I’m not familiar with security and governance, so I honestly don’t know the specifics.
But I think of course MEV can be categorized as a security and governance element, but that may not be enough, because MEV are naturally occurring and the way they are perceived, their role, and their implications vary depending on the culture and mindset of the chain. Cosmos sees MEV as evil, while Ethereum sees them as neither good nor evil as a form of privacy.
Thus, “MEV can be good, bad, or neither, depending on the chain and how the developer or researcher something perceives/thinks/cultures them,” which is an interesting property in itself. So I think it would be a good idea to pitch this property so that we can proceed to discuss it.
- different ideologies and cultures view MEV differently. How each developers and researchers view it and think about solutions through consensus algorithms and smart contracts or any others.
- the flow of tx until it is included in a more holistic block
- more specific categorization of MEV types
Depending on how you view 1, 2 and 3, the flow of tx and the type of MEV will change, and the end result will lead to discussions about what happens in terms of security and governance, although I don’t have a complete answer either.
It might be interesting to consider that with audience.
those are great points @vita
yes, these points 1, 2, 3 are all relevant to security.

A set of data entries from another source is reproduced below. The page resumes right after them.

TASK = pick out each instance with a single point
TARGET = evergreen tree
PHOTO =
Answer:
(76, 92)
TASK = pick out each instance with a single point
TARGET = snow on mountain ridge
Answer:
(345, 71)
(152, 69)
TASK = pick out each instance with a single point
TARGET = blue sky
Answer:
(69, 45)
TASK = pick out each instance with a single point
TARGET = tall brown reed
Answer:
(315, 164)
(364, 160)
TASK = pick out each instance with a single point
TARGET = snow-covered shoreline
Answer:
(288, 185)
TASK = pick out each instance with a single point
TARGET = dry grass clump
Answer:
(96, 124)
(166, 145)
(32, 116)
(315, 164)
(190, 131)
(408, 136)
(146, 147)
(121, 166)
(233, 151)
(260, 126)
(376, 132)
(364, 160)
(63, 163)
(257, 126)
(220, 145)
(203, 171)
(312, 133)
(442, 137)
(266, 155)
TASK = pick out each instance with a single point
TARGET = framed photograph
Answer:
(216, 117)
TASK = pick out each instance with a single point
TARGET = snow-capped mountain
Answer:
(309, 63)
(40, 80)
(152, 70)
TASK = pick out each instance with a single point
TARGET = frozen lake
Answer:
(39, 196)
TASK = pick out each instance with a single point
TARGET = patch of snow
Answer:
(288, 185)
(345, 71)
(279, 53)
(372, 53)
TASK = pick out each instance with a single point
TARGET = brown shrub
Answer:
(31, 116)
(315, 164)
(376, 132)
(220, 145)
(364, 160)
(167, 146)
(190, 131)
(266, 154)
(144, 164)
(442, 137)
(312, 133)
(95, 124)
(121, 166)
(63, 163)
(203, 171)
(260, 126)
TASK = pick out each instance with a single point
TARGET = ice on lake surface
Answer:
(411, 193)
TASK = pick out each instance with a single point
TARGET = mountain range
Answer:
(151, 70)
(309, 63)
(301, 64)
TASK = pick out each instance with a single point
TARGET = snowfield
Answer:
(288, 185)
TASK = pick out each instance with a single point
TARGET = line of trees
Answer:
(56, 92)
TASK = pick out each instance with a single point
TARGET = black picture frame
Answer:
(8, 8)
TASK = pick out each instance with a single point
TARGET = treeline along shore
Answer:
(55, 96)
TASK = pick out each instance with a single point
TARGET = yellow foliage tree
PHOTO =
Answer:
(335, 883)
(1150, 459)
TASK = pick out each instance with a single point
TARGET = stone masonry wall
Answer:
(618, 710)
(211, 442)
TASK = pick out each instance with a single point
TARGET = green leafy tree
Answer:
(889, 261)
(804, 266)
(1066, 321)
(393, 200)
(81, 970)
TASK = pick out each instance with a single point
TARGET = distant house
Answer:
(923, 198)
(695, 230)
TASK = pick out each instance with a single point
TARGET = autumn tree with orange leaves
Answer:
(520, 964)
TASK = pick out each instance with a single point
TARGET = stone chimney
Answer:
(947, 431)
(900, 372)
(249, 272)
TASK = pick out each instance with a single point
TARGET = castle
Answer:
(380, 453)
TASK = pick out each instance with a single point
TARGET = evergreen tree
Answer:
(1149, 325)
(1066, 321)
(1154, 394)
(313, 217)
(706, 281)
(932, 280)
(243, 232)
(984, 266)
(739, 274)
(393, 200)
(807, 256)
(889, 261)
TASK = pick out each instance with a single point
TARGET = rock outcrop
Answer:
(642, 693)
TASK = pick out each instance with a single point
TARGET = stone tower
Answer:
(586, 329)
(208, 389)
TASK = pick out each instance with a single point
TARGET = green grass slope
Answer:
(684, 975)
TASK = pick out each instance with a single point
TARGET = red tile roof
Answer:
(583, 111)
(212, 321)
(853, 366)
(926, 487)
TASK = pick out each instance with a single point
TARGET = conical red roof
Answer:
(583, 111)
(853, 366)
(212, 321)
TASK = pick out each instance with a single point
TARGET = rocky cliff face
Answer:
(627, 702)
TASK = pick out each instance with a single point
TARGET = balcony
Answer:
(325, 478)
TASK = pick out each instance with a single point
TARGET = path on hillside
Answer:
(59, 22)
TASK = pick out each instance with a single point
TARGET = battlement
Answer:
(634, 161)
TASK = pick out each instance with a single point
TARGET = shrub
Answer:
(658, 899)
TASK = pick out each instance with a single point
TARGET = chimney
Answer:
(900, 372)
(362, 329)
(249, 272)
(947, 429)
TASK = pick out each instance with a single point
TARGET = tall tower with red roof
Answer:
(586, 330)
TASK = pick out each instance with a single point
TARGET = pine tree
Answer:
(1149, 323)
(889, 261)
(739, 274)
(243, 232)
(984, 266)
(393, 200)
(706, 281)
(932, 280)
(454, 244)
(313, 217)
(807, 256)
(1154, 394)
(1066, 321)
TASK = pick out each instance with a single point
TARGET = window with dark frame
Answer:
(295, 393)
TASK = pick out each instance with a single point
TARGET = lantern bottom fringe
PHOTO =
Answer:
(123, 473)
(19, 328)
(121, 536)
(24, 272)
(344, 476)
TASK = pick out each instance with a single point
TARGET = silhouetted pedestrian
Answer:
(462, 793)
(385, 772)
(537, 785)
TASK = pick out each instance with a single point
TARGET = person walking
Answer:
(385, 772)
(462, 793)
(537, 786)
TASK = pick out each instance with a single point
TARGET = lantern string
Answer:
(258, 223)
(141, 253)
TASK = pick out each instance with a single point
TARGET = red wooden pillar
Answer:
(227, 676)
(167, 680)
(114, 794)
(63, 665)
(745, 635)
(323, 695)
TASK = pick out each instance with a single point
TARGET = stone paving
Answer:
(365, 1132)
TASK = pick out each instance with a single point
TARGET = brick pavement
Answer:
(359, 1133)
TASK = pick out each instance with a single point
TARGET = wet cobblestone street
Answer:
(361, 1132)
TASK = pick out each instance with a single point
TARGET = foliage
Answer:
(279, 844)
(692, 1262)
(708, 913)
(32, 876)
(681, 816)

Good, bad or niether lense can be a topic to debate too.
Ultimately, I would ask a question, why do such blockchain projects exist?
Do they exist for the benefit of miners/stakers only?
I would argue not. In my opinion blockchain infrastructure should support/enable real life use cases, e.g. agriculture marketplaces or family payments.
Once we look at this wholistically, this should guide us as to who should benefit from MEV technology.
Such technology has many optimization (maximization or minimzation) scenarious. The choice depends on what to optimize for.
If any of stakeholders want to maximize their benefits at the expense of others without proper governance decisions, then it becomes a matter of security. Security is supposed to assure funcionality of a system in accordance with its declared properties. Unauthorized deviations will constitute a breach.
It is a great point.
My opinion is that the benefit to miners/stakers is still important. Because without the benefit, node dispersion and population will be difficult to increase, and the value of the block space will be difficult to guarantee, and consequently not adaptable to realistic use cases.
But I do argue is that not miners/stakers only. I mean If we are to classify them broadly, there should be a design space where the expectations and needs of the protocol side and the expectations and needs of the user side can coexist. What I am trying to research now is the search for such an block auction model.